En somme, la preuve que l'approche révolutionnaire de Nahr est devenue évidente pour tous est apparue au moment où elle a cessé d'ignorer son passé de prostituée. Cependant, ne pas fuir n'équivaut jamais à brandir ce passé. C'est plutôt en dépit de ce passé, parfaitement compréhensible dans la logique des réfugiés indésirables (main d'œuvre bon marché) dans le Golfe, qu'elle a été capable de réfléchir sur sa condition, une réflexion qui annonce son agence en tant que sujet historique. Saisir la capacité de réflexion marque l'émergence d'une conscience radicale, celle qui cherche activement à inverser le malheur collectif. Son logo incendiaire rappelle le concept chrétien de la femme adultère, qui a été protégée par le Christ contre les juifs jugeant et dégénérant. Ce n'est qu'à travers la prostitution de Nahr que les lecteurs apprennent à cristalliser le sentiment initial de certitude que s'ils restent là à regarder ou à juger, ou les deux, ils ne peuvent être qualifiés que de contre-révolutionnaires, quelle que soit la grandeur d'âme dont ils font preuve. Elle surprend les membres de la cellule en leur révélant : « Ce qui est vraiment révolutionnaire dans ce monde, c'est d'abandonner la croyance que l'on a le droit d'avoir une opinion sur qui une autre personne choisit de baiser et pourquoi » (182). Voici un exploit de génie théorique où Abulhawa redéfinit la révolution — le concept — pour signifier l'abstention de se sentir bien dans sa peau en faisant le prosélytisme de la vertu hors de l'espace et du temps.

Pour conclure, Nahr force les comparaisons avec Zoulikha Bent Chaib dans La femme sans sépulture (1976) d'Assia Djebar et Hajj Khaled dans Le temps des chevaux blancs (2017) d'Ibrahim Nasrallah. Tous trois ont été contraints à la prostitution sous une forme ou une autre et en sortent triomphants grâce à leur position révolutionnaire. Cependant, la haine des opposants ne parvient pas à motiver ces trois-là. Sans surprise et presque comme chez les soufis, ils n'ont pas d'ennemis personnels. Avec les trois, les lecteurs accordent leur force vitale au souffle ancestral du chasseur-cueilleur.
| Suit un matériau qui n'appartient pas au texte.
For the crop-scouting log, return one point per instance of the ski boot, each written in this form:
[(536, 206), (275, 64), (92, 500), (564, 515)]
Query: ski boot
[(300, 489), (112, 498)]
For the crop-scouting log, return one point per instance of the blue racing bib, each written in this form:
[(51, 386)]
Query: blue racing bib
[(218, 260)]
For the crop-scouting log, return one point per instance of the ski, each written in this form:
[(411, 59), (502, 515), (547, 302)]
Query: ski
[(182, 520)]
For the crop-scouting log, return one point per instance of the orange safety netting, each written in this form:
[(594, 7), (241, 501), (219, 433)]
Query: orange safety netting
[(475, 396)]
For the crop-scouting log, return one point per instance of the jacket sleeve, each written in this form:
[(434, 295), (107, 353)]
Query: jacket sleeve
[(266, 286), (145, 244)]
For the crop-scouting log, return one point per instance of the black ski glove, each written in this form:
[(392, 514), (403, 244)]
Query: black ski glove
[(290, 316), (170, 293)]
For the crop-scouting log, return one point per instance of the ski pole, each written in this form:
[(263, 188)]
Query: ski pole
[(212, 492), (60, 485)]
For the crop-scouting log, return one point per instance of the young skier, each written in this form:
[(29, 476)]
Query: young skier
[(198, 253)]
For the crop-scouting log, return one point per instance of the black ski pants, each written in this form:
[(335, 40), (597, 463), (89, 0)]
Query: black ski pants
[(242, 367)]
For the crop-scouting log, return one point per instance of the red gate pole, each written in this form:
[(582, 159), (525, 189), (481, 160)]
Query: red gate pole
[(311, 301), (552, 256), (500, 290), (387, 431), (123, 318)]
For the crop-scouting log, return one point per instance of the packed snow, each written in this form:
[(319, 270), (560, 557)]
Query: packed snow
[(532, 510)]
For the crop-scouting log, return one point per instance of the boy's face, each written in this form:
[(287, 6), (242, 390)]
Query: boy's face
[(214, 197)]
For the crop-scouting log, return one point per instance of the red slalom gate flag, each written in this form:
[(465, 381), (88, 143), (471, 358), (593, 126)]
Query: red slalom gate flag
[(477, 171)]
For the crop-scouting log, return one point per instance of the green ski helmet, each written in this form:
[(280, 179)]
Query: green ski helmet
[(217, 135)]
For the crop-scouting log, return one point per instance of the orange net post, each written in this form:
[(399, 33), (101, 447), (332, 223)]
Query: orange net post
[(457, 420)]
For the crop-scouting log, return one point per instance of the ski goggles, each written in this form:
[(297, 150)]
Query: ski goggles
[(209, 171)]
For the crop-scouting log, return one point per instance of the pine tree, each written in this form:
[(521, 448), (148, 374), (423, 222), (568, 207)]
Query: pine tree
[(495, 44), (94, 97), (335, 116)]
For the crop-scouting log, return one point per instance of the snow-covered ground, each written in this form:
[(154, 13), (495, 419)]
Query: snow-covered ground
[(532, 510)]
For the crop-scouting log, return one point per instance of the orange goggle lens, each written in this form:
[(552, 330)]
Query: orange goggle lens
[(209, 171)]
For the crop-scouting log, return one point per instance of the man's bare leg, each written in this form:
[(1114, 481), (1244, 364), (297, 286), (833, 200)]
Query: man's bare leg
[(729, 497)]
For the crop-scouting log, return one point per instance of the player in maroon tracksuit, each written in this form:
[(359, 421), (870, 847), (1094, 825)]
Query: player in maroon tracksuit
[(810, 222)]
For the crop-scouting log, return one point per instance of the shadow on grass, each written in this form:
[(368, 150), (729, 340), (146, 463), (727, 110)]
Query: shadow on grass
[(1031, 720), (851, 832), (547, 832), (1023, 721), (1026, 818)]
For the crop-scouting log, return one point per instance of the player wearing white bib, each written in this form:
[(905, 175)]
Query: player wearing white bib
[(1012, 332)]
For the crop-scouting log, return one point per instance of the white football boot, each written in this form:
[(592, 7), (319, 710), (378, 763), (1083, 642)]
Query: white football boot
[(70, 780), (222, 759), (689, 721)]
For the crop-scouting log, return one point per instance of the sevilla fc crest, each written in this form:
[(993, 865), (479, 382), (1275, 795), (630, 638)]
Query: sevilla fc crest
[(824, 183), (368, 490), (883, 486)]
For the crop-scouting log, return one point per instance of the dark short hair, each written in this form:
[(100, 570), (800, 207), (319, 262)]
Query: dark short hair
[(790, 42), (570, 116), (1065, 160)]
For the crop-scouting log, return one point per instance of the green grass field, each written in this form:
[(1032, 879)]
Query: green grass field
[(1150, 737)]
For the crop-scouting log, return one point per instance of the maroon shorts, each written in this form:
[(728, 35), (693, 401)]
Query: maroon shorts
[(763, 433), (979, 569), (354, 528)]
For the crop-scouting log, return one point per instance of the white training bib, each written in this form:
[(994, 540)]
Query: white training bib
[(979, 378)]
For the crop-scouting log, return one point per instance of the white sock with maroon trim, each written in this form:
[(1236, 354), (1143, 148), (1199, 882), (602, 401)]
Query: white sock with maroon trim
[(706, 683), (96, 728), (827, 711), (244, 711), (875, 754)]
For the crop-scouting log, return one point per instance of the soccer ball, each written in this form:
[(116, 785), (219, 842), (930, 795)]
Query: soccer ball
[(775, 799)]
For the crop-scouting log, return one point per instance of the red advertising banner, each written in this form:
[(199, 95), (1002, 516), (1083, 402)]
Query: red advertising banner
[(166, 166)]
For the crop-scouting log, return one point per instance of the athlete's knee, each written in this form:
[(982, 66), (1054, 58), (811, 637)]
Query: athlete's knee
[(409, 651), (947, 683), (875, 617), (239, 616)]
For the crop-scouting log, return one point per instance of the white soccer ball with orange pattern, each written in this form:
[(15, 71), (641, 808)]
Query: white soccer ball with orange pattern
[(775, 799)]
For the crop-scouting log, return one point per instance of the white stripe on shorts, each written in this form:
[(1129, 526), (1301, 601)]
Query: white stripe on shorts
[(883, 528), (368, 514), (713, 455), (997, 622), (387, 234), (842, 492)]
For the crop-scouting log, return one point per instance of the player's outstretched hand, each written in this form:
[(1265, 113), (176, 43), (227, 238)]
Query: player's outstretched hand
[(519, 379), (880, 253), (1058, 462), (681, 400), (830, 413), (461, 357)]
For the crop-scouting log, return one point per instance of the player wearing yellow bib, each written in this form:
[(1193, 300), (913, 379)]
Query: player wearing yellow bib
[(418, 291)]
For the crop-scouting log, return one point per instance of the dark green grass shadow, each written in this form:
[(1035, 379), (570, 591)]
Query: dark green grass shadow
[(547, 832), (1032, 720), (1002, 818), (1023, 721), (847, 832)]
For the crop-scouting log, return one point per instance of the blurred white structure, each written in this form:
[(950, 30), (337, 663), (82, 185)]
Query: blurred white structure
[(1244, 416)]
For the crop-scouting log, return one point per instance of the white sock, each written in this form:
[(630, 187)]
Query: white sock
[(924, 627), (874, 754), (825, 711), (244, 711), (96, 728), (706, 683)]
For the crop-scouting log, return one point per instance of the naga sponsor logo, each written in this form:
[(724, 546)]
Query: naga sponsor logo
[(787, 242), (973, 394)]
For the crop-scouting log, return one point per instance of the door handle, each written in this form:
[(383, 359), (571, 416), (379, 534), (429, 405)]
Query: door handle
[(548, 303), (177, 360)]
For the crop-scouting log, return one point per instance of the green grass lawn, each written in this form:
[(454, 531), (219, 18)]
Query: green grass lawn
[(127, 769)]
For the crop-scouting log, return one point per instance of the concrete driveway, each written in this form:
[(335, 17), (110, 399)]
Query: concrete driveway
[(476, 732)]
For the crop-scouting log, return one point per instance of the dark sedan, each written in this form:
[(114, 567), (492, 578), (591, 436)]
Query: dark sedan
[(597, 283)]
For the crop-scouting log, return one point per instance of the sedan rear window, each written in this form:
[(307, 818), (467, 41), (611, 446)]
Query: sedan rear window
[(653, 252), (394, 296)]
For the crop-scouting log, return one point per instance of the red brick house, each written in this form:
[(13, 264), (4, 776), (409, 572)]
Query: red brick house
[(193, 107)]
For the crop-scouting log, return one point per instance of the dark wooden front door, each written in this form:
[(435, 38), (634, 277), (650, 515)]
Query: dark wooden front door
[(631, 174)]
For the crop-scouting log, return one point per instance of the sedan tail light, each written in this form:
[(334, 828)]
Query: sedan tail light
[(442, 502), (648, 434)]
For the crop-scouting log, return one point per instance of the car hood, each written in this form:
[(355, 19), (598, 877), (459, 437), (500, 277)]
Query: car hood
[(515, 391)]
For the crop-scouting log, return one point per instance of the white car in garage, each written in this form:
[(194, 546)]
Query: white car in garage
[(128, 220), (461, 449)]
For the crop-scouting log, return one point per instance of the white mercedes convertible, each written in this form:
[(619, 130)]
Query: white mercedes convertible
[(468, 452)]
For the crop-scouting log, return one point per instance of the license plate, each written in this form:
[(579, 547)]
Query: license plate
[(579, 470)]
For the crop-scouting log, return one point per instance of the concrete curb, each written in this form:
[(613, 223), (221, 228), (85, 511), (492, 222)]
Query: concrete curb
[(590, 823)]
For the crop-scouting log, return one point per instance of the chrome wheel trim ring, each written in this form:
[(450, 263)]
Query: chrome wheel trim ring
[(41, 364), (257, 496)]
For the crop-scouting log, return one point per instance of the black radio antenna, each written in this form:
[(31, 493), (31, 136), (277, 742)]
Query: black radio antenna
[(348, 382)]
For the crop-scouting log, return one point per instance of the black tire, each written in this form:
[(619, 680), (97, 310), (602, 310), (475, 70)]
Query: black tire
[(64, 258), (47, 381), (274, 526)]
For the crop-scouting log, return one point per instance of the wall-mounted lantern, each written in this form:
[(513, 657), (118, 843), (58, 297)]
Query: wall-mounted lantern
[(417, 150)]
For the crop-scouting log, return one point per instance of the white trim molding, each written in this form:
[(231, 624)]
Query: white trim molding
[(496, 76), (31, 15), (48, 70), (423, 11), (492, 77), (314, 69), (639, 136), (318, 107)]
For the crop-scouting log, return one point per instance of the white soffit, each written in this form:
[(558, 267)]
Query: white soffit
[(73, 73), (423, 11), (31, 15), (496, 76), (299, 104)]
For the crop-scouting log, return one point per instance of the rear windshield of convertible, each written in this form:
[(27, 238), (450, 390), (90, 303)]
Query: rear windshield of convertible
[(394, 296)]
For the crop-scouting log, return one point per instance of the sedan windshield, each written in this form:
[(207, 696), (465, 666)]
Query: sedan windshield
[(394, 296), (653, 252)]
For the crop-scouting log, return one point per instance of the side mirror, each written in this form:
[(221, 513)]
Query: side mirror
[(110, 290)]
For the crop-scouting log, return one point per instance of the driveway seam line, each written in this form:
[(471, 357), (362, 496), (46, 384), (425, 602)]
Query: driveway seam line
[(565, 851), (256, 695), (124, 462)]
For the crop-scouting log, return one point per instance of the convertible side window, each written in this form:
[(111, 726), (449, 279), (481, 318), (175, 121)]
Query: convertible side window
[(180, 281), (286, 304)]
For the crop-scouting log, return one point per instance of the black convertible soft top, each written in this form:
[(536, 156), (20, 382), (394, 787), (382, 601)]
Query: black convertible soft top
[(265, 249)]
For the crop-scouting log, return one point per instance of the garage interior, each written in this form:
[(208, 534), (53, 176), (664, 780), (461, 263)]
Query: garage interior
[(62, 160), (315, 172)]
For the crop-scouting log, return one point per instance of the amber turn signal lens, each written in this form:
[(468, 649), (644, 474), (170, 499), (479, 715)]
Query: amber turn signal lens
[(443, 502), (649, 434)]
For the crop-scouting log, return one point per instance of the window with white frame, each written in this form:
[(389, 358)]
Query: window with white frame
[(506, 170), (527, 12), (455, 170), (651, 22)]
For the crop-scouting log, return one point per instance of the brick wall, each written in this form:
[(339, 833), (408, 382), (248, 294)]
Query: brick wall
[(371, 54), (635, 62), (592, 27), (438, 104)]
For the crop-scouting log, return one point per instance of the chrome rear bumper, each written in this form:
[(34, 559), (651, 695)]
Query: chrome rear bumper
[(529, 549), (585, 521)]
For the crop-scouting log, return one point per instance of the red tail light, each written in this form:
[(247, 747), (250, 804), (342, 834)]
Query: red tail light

Alors que Nahr admire les courbes de ses seins, de son torse et de ses hanches (se délectant de son Dasein), le lecteur ne doit pas oublier le parallèle de ces courbes avec la voûte plantaire du chasseur. Tous deux activent le même souffle sacral (non sacré). En frappant la proie, le chasseur cherche la subsistance, pas le profit. Les lecteurs qui terminent Contre le monde sans amour sont toujours convaincus qu'une vie sans amour ne vaut pas la peine d'être vécue. Cette phrase doit être lue de manière dialectique, c'est-à-dire en relation avec la manière dont Abulhawa conteste la maxime de Socrate selon laquelle une vie sans pensée ne vaut pas la peine d'être vécue, en mettant l'accent sur le corps plutôt que sur l'esprit pour donner la priorité au travail révolutionnaire. Plus concrètement encore, les bibliophiles ne peuvent manquer l'idée de l'auteur selon laquelle celui qui ne sait pas danser ne peut même pas se qualifier de révolutionnaire.

 

Fouad Mami est un universitaire algérien, essayiste, critique de livres et féru des écrits de Hegel et de Marx. Ses articles d'opinion ont été publiés dans The Markaz Review, Counterpunch, International Policy Digest, Mangoprism, The Typist, Jadaliyya, The Left Berlin, London School of Economics Review of Books, Cleveland Review of Books, Anti-Capitalistic Resistance, Michigan Quarterly Review, Oxonian Review et Al Sharq Strategic Research. De même, ses travaux universitaires ont été publiés dans Marx and Philosophy Review of Books, Research in African Literatures, Theology and Literature, Postcolonial Studies, Cultural Studies, Clio : A Journal of Literature ; History, and the Philosophy of History ; Amerikastudien/American Studies ; The Journal of North African Studies ; Critical Sociology ; Forum For Modern Language Studies ; the European Journal of Cultural and Political Sociology ; Mediterranean Politics, Prose Studies : History, Theory, Criticism ; et le Journal of Advanced Military Studies.